Still, it took nine months to establish that Formex and CLML are compatible enough for translation. Small differences in drafting styles matter when these documents are represented as data.
For example, European legislation uses more arbitrary sub-dividers, more complex annexes, and much more scattered annotation, footnotes and boxes. This print-oriented design poses a persistent challenge for markup languages, says John, “and that’s definitely true of European legislation” – even though the EU began designating the signed electronic version, rather than print, as the definitive version in 2014.
Even without these variations, legislation is “difficult content to work with”, says John, adding that legislation.gov.uk “combines both native XML technologies for documents with RDF (linked data) for rich metadata about the documents, including all the information about the amendments”.
The site’s technical architect was Jeni Tennison, now CEO of the Open Data Institute.
In total, the Archives will bring across about 150,000 pieces of legislation, including all the legislation content in the Official Journal of the European Union, case law from the European Court of Justice – in English, French and German – plus all the underlying data, metadata and index pages – a total of tens of millions of documents.
To cover this effort, the Treasury allocated an extra £1.2m this year; last year’s work cost about £465,000.

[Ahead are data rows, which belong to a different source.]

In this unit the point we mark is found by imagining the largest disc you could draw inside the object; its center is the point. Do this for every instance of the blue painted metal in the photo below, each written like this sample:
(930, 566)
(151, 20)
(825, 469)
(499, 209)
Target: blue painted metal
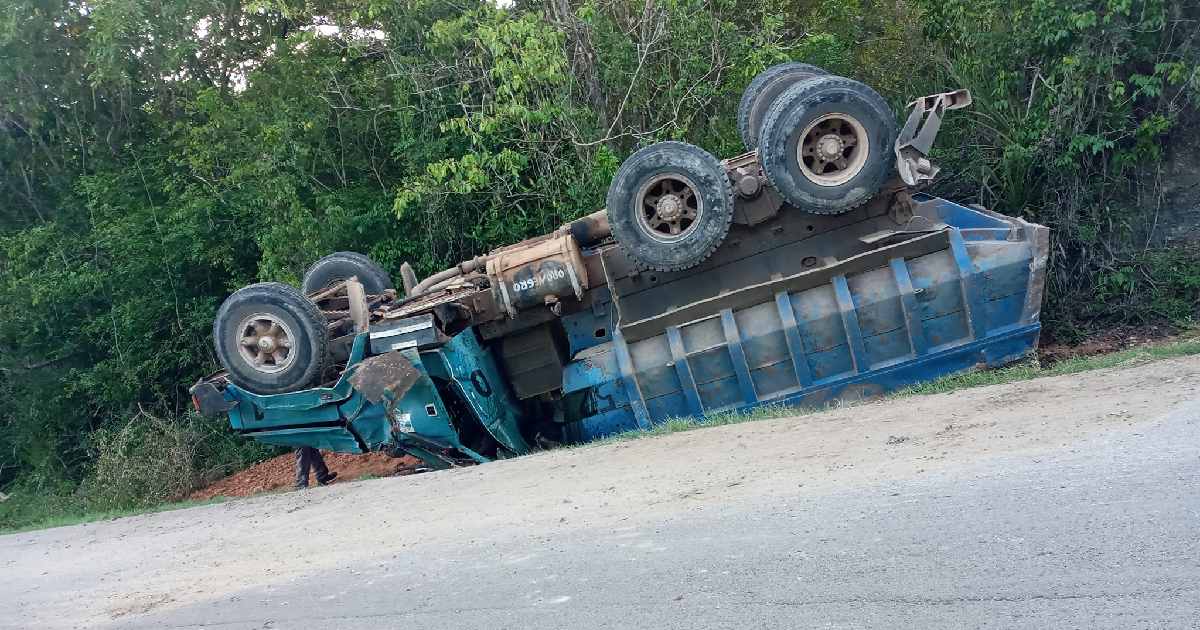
(636, 402)
(850, 319)
(961, 299)
(738, 357)
(795, 346)
(958, 306)
(911, 316)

The Withdrawal Act has made at least one aspect of the job easier – for the first time in British history, the law puts the internet at the centre. The requirement laid on the Archives is to “publish” the legislation, not to print it.
One significant change in the conversion is that where EUR-Lex assigns a unique identifier to each legal document – known as a Celex Number – CLML gives a unique identifier to each legislative article.
John’s group found that the usual method of gathering a website’s content – the Heritrix crawler the Internet Archive developed for its Wayback Machine – was not suitable for EUR-Lex, which is search-based, rather than browse-based.
It proved easier to compile and verify a giant list of the documents’ Celex numbers by identifying URL patterns to harvest, using tools provided by the EUR-Lex web services and the EU’s open data portal SPARQL access point.
The power of the cloud for scalability
Both the web archive and Legislation.gov.uk are hosted in the cloud, giving the Archives flexibility to handle the expansion without requiring new hardware. Similarly, John’s group has been able to adapt its existing software tools.
The group also worked with Washington, DC-based legal software specialist Juris Datum to write a sophisticated set of transformation routines to convert Formex into CLML.
By mid-August 2018, well over 99% of the 150,000 pieces of legislation had been successfully converted for publication on Legislation.gov.uk. John expects to complete the first full capture of the EUR-Lex content by the end of August, including performing both automatic and manual checks and patching any gaps or issues they find.
After that, the project will perform daily incremental captures until Exit day, to ensure that a complete snapshot is ready.
One of John's most important goals is that it should always be possible to look at any law and trace the process that brought it into being and understand what underpins its legitimacy (see box above).
Therefore, he says, each piece of converted CLML data on Legislation.gov.uk will link back to the archived Formex data from the European law archive. Together with publicly available logs of the harvesting work, the link “will give a complete picture of how this data became part of the UK’s legislation database”, he says.
Provenance will be represented using a specification, PROV-O, developed by the World Wide Web Constortium, says John. “We see this project as an opportunity to show provenance being done really well on the web,” he adds. “The provenance really matters here, as this is law that we are publishing.”